At this point, the result fairly unremarkable:

Once we then take the back-transforms, we can see that (correctly!) zero-filling data provides a sensible method for interpolation:

```
% Take the back transform and view
Izf = fftshift(ifft2(ifftshift(kzf)));
Izfwrong = ifft2(kzfwrong);
figure; subplot(1,3,1);
imagesc(abs(Izf)); colormap gray; axis equal;
title('Zero-filled image');
subplot(1,3,2);
imagesc(abs(Izfwrong)); colormap gray; axis equal;
title('Incorrectly zero-filled image');
subplot(1,3,3);
imagesc(I); colormap gray; axis equal;
title('Original image');
set(gcf,'color','w');
```

Note that the zero-filled image size is double that of the original. One can zero fill by more than a factor of two in each dimension, although obviously doing so does not arbitrarily increase the size of an image.
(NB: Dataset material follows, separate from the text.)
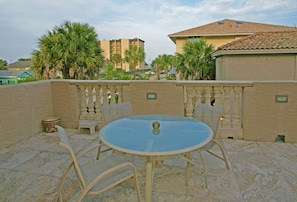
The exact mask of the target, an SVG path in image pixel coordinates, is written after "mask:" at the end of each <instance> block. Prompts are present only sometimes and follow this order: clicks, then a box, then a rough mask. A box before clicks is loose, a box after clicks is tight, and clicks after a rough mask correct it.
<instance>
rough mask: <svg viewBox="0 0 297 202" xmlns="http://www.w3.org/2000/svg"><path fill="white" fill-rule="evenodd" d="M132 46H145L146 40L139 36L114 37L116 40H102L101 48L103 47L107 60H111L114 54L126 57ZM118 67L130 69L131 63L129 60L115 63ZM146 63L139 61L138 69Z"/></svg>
mask: <svg viewBox="0 0 297 202" xmlns="http://www.w3.org/2000/svg"><path fill="white" fill-rule="evenodd" d="M130 46H136V47H138V48H143V50H144V41H143V40H141V39H138V38H134V39H114V40H100V48H101V49H102V51H103V53H102V55H103V56H104V58H105V60H106V61H109V60H110V59H111V57H112V55H114V54H119V55H120V56H121V58H122V59H124V58H125V51H126V50H128V49H129V47H130ZM114 65H115V67H116V68H121V69H123V70H125V71H130V67H129V64H128V63H127V62H124V61H122V62H120V63H116V64H114ZM144 68H145V63H144V61H143V62H139V63H138V65H137V66H136V69H144Z"/></svg>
The above example holds for 3D images (as are often generated by medical imaging techniques or confocal microscopy, for example), but require `fft2`

to be replaced by `fftn(I, 3)`

, for example. Due to the somewhat cumbersome nature of writing `fftshift(fft(fftshift(...`

several times, it is quite common to define functions such as `fft2c`

locally to provide easier syntax locally -- such as:

```
function y = fft2c(x)
y = fftshift(fft2(fftshift(x)));
```

Note that the FFT is fast, but large, multidimensional Fourier transforms will still take time on a modern computer. It is additionally inherently complex: the magnitude of k-space was shown above, but the phase is absolutely vital; translations in the image domain are equivalent to a phase ramp in the Fourier domain. There are several far more complex operations that one may wish to do in the Fourier domain, such as filtering high or low spatial frequencies (by multiplying it with a filter), or masking out discrete points corresponding to noise. There is correspondingly a large quantity of community generated code for handling common Fourier operations available on Matlab's main community repository site, the File Exchange.